Il Castagno dei Cento Cavalli – Sant’Alfio (Catania)


E’ tra gli alberi più famosi d’Italia; facilmente raggiungibile perché abbondantemente segnalato. Un albero monumentale che grazie alla fusione di più castagni raggiunge dimensioni più che notevoli. Il nome “dei Cento Cavalli” deriva da un’antica leggenda secondo cui  Giovanna d’Aragona e cento cavalieri al seguito vi trovarono rifugio ,sotto la chioma, durante un forte temporale.

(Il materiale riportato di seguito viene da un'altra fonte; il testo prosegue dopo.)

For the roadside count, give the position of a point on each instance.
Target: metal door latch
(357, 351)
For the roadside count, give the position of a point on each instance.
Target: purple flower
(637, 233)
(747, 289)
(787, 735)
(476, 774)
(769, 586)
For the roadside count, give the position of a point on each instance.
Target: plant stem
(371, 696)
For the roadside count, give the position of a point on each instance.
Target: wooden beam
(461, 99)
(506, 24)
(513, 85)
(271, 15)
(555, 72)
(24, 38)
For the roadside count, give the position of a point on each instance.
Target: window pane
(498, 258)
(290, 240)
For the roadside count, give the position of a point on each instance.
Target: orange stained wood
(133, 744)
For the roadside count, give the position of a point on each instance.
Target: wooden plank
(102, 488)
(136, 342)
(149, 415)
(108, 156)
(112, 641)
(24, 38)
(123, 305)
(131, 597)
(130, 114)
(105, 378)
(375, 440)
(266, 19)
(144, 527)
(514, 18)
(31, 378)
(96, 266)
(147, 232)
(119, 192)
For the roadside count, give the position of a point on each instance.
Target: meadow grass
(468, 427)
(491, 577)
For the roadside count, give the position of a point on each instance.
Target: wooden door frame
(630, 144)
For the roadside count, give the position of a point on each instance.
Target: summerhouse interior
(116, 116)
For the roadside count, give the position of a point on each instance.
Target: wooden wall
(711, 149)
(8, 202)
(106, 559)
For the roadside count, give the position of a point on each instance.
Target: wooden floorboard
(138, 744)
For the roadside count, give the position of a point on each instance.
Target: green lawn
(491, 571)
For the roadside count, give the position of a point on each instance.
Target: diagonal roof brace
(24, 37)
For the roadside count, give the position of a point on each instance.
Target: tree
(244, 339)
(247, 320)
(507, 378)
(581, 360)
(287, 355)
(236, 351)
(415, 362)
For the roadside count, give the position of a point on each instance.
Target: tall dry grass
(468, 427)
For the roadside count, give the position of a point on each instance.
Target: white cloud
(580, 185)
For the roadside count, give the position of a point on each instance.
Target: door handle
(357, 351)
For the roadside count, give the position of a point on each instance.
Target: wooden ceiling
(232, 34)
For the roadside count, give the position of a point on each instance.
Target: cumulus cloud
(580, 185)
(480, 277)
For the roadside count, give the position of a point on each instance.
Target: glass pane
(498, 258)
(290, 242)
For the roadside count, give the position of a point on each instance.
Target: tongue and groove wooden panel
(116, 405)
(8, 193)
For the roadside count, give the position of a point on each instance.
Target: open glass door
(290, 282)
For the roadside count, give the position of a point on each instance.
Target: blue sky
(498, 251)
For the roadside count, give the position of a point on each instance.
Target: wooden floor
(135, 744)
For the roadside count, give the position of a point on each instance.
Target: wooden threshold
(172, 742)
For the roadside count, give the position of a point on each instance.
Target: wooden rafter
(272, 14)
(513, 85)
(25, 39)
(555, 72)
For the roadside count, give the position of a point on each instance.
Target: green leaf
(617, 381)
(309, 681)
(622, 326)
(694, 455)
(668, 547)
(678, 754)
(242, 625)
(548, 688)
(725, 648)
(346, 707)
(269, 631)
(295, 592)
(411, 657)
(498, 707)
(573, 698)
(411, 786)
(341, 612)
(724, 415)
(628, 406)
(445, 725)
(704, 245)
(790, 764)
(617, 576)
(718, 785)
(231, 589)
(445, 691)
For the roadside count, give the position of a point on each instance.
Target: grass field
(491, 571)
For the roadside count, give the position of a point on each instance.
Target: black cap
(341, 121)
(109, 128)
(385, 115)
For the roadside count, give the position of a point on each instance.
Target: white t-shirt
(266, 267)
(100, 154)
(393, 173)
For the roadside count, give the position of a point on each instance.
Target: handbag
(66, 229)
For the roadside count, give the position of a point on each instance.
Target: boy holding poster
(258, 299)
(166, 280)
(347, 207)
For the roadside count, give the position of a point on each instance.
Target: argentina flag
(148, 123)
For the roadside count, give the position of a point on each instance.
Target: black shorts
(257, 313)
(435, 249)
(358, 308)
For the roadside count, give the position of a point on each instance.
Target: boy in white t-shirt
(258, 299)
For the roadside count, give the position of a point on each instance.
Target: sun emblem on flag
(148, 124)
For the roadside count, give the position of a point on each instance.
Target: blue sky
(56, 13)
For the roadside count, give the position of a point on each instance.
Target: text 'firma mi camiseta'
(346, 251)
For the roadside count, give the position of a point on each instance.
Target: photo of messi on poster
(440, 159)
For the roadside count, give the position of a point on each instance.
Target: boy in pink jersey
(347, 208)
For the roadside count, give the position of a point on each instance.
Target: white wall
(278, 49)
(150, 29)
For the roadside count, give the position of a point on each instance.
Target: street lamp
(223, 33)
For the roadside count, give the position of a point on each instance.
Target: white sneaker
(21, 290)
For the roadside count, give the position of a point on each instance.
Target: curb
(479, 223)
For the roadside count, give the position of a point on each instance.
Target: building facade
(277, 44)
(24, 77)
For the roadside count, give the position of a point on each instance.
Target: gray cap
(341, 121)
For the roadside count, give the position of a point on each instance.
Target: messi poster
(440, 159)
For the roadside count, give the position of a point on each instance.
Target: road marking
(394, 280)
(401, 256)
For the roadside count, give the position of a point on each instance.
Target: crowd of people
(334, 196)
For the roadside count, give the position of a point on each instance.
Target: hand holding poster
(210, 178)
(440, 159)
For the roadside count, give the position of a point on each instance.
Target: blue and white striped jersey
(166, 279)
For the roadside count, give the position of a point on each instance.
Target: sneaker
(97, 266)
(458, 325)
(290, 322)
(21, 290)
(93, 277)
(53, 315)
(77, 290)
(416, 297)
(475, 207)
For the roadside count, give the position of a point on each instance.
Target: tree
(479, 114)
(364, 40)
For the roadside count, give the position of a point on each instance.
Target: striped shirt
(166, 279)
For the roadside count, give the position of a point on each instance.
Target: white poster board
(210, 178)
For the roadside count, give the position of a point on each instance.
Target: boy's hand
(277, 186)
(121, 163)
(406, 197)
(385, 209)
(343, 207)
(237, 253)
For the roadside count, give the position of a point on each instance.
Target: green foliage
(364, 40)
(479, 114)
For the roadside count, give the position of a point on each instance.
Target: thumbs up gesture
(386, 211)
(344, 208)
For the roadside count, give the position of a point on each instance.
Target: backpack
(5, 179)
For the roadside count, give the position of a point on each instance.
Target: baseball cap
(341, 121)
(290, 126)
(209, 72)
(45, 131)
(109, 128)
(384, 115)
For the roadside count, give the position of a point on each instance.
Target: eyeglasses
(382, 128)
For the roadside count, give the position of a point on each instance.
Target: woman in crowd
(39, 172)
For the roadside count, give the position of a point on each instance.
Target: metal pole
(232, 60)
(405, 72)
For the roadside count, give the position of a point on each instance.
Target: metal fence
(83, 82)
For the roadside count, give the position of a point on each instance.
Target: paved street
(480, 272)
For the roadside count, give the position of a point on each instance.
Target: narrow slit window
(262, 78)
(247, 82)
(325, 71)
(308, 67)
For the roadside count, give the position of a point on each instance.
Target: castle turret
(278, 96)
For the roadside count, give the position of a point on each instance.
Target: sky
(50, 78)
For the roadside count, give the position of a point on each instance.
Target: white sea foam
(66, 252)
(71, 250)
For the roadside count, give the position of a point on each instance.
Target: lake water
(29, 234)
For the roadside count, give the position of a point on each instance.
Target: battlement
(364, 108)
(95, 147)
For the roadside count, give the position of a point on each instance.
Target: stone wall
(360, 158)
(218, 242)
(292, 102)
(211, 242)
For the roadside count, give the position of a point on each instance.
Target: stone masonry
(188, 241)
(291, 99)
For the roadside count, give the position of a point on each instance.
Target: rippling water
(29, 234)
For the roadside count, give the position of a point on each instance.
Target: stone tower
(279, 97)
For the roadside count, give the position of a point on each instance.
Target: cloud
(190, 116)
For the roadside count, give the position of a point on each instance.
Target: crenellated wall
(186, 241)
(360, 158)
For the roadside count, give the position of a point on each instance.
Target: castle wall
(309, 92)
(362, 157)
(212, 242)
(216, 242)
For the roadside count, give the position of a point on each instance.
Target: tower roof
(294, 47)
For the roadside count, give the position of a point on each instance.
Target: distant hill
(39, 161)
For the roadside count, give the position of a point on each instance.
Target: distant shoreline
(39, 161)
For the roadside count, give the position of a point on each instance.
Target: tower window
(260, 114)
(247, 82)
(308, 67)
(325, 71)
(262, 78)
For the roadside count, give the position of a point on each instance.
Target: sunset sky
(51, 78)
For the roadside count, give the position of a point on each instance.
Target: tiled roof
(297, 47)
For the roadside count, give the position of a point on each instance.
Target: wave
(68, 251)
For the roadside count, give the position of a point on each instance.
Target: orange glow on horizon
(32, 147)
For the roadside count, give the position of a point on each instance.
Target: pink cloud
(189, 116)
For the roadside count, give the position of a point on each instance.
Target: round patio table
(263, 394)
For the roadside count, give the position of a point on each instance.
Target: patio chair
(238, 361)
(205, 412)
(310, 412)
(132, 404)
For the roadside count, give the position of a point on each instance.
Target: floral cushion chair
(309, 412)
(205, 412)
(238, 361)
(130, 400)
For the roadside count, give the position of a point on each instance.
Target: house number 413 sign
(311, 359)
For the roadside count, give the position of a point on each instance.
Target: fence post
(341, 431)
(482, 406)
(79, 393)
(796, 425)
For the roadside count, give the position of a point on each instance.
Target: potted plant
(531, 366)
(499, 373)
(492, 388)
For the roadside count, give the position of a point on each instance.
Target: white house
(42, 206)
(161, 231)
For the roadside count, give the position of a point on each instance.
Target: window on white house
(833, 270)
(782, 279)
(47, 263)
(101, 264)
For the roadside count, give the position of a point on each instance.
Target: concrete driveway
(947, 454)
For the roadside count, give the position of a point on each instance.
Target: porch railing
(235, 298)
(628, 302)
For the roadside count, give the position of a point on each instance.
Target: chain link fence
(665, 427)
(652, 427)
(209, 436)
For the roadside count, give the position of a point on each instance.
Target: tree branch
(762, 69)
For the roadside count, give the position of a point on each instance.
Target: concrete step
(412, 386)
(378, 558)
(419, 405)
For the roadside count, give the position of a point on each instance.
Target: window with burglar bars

Il Castagno di Sant’ Agata – Mascali (Catania)


A pochissima distanza dal Castagno dei Cento Cavalli ecco quello di Sant’Agata; il tronco raggiunge i venti metri di circonferenza, la chioma un diametro di diciannove.

La Montagnola


A sud del Cratere Centrale, sul versante meridionale, a quota 2500 metri s.l.m. appare la Montagnola. Fra i coni avventizi più imponenti del vulcano deve il proprio impianto all’eruzione del 1763.

I Monti Silvestri


Formazione geologica recensissima, i Monti Silvestri si sono formati a seguito dell’eruzione del 1892, lungo una frattura radiale (bottoniera) sulla quale si sono impostati 5 coni eruttivi.

I Crateri Sommitali


Luogo di impagabile suggestione, l’apparato dei crateri sommitali è costituito dal Cratere Centrale (Voragine e Bocca Nuova), dal Cratere di Nord Est (1911) e dal Cratere di Sud Est (1971).

Le Grotte


Nel territorio del Parco dell’Etna sono state individuate oltre 200 grotte di scorrimento lavico. Utilizzate anticamente come luoghi di sepoltura o per riti religiosi, di alcune ne fu fatto riparo per gli accumuli di neve utilizzata  durante la stagione più calda come unica fonte di refrigerio. Tra le più note la grotta dei Lamponi, dei Tre  Livelli, del Gelo e delle Palombe.

La Valle del Bove


Tra le emergenze naturalistiche più importanti del Parco etneo, la Valle del Bove appare come una enorme conca posta sul versante est del vulcano. Sorto dal collasso dell’originario apparato craterico,  misura circa 7 km per 5 km di grandezza, con pareti che arrivano sino a 1.000 m. di altezza. Notevole l’evento eruttivo avvenuto tra il 13 e 14 dicembre del 1991 nella Valle. Da una bocca eruttiva apertasi lungo la parete della stessa a quota 2400 metri fuoriuscì una colata lavica che si concluse solo nella primavera del 1993.